The Campaign Spot

Quinnipiac: Toomey Only Leads by Two

Quinnipiac offers new numbers in Pennsylvania:

The race for Pennsylvania’s U.S. Senate seat is now a statistical dead heat with Republican Pat Toomey getting 48 percent of likely voters to 46 percent for Democratic U.S. Rep. Joe Sestak, according to a Quinnipiac University poll released today.

This compares to a 50 – 43 percent likely voter lead for Toomey, a former congressman, in a September 22 survey by the independent Quinnipiac University.

Toomey is beating Sestak 88 – 8 percent among Republicans and 56 – 35 percent among independent voters.  But Sestak is winning 89 – 7 percent among Democrats. Thirteen percent of Toomey’s voters and 9 percent of Sestak backers say they might change their mind before Election Day.  The 5 percent of undecided voters includes 9 percent of independent voters.

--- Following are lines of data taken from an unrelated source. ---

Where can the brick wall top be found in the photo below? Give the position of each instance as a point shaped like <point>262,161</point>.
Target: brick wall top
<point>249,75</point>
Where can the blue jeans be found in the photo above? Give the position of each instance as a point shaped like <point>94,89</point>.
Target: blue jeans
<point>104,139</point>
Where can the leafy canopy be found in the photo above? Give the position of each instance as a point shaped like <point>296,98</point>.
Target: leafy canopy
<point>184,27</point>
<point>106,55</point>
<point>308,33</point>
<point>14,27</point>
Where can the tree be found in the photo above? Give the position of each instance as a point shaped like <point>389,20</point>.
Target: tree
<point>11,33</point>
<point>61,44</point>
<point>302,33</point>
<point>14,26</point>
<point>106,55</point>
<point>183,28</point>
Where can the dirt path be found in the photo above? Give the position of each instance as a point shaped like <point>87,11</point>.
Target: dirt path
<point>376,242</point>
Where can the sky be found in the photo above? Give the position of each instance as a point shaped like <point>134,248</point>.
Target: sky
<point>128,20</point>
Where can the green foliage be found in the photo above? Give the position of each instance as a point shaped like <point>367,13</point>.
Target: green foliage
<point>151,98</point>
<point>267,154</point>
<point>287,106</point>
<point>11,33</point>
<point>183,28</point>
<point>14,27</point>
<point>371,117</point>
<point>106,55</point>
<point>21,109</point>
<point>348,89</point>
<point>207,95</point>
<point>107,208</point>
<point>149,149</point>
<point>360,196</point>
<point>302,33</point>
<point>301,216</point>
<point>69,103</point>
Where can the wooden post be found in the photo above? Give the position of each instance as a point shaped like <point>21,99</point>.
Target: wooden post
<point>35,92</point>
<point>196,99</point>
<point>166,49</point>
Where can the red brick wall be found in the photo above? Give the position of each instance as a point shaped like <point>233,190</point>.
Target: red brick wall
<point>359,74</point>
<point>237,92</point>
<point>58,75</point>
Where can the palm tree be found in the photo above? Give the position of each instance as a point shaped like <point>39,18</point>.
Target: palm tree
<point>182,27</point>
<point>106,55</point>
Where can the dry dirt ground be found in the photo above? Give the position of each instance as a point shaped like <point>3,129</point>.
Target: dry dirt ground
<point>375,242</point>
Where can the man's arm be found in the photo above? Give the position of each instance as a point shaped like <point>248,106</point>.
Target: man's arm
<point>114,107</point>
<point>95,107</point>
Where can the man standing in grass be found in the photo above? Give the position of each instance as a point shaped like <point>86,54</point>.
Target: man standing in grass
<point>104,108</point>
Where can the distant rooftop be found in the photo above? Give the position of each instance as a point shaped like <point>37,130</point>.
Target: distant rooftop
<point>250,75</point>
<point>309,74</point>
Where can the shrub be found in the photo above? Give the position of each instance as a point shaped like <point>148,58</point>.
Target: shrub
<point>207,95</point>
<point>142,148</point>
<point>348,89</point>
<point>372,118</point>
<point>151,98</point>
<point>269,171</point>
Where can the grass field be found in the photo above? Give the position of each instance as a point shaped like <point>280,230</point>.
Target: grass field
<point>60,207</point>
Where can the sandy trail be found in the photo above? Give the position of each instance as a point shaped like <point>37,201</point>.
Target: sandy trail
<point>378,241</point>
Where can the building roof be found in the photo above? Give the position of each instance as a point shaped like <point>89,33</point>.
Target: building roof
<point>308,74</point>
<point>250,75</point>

“Pennsylvania is a blue state and Democrats there have begun to come home,” said Peter A. Brown, assistant director of the Quinnipiac University Polling Institute. “They are more engaged than they were earlier in the race.  This is not unusual, especially in off-year elections. Democrats often engage later in the campaign than do Republicans.  The political environment is more favorable now for them, as evidenced by President Barack Obama’s improved, but still decidedly negative, job approval rating.”

President Obama gets a negative 44 – 53 percent job approval rating, compared to a negative 40 – 56 percent September 22.

One of my readers is worried:

I refuse to believe that in a year where my state is going to elect a Republican Governor, give 4-6 house seats back to the Republicans, return 0 house seats to the Democrats, with no Philadelphia presence in state or local races (no mayoral race, no Philadelphia based candidate in the governors race) that the state is going to send a Democrat who voted for the trifecta of stimulus, cap and trade, and healthcare to the Senate.Yet after watching the debate tonight I am getting concerned.  

Sestak is difficult to dislike, and even tougher to debate.  The only one who makes up facts more glibly than Joe is Boxer out in California.

Oh, come on. We’ve all watched Joe Biden.

 His nonsense about 200 terror trials under George Bush, his plan to save Social Security, his support for PAYGO, his We the People crap, it is stunning.  But I must say he sells this BS well.

I could be critical because I am expecting perfection or seeing bogeymen where they don’t exist, but I thought Toomey looked off balance tonight.  I was really surprised that he didn’t push back harder on what the economy looked like in January 2005 when he left the Congress and what has happened to it since Sestak came to Congress.  At one point Sestak talked about coming to Congress in the middle of the recession and Toomey let him get away with it.  There was no recession in January of 2007!!

Sestak just released a new ad with his cute dog and cute family.  Something about hating to vote for the bailouts but had to vote for them to clean up after the Toomey/Bush years, just like he hates to clean up after the dog, but hey, you gotta do it.  Unreal.

I think a lot of fact-based accusations don’t stick to Sestak because he is smart enough not to address them.  Ask him about his support for CAIR and he talks about running a battleship in the Persian Gulf.  Ask him about cutting half a trillion bucks from Medicare and you’ll get a story about his daughter with brain cancer who would be dead without his vote for healthcare, or his time in the military and their bang up family medical plan, or both.  But certainly nothing about Medicare will appear in the answer. So while it is great that some pro-Israel PAC is dropping a million bucks in Philadelphia the next two weeks, I don’t see their money working much.

What would work is an ad showing job creation from 1999-2005 or the unemployment at that time and another one showing the same numbers from 2007-2010.  Hope someone gets on that before victory becomes defeat.

I notice in the Quinnipiac poll, only 14 percent of Pennsylvanians think the economy is getting better.